The RBA raised its cash rate by 25 basis points to 4.35% and indicated a data-dependent pause, after an 8–1 vote. Cash rate futures had implied 80% odds of a hike.
The RBA said inflation is likely to remain above target for some time, with risks tilted to the upside, including to inflation expectations. It projects trimmed mean inflation to stay above its 2–3% range until mid-2027, versus end-2026 previously, as fuel-related costs feed into consumer prices.
Market Pricing And Growth Outlook
Markets expect the cash rate to rise by 35 basis points to 4.70% by end-2026. The RBA also downgraded its growth outlook, with real GDP growth forecast to run below potential across the forecast horizon.
AUD fell after the decision and AUD/USD was described as struggling to sustain gains above 0.7200. Australia’s positive energy balance was noted as a supportive factor for the currency versus the euro and yen.

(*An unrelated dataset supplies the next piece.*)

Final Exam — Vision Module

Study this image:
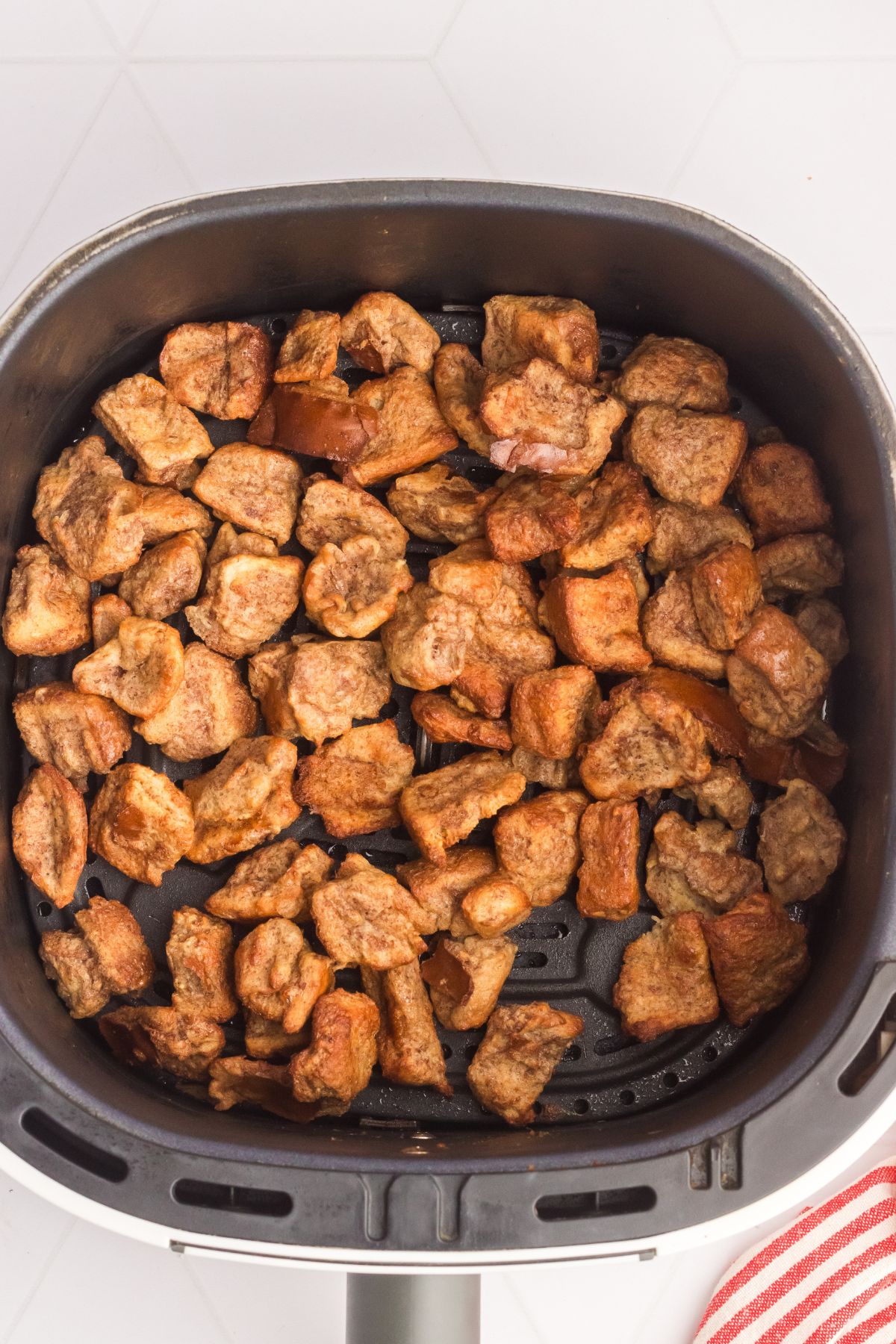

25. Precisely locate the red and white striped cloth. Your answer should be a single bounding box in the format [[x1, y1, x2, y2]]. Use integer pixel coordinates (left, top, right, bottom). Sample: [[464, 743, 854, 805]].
[[694, 1157, 896, 1344]]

We recall the situation back in 2025 when the Reserve Bank of Australia raised its rate to 4.35% but signaled a pause. This data-dependent stance immediately put a ceiling on the Australian dollar. That cautious outlook has largely defined the trading environment since then.
That old forecast for stubbornly high inflation proved accurate, as trimmed mean inflation still sits at 3.1%, just above the target band. However, the predicted economic slowdown also materialized, with Australia’s latest GDP figures showing growth at a sluggish 1.5% annually. This has put the RBA in a difficult position between fighting inflation and supporting a weak economy.
Implications For Volatility And Positioning
The market’s expectation back then for a cash rate of 4.70% never happened; in fact, the RBA has since cut rates twice to the current 3.85% to counter the weak growth. This divergence between sticky inflation and a dovish central bank is creating uncertainty. For derivative traders, this suggests that implied volatility may be underpriced ahead of the next inflation report.
As predicted, the AUD/USD struggled to break above 0.7200 and has since trended lower, now trading around 0.6750. The resistance level from over a year ago remains a key psychological barrier. We see little reason for this to change without a significant shift in either global growth or RBA policy.
Given this context, selling out-of-the-money call options on the AUD/USD with strike prices above 0.6900 could be a prudent strategy. This approach profits from the view that the currency’s upside remains capped by the dovish RBA and sluggish domestic data. Traders can use the premium received to fund other positions or simply benefit from time decay.
However, Australia’s positive energy balance remains a supportive factor, with the latest trade surplus widening to A$11.2 billion on the back of strong commodity exports. This support creates a floor for the currency, making range-bound strategies like short iron condors appealing. This allows traders to profit as long as the AUD/USD remains between its lower support and upper resistance levels in the coming weeks.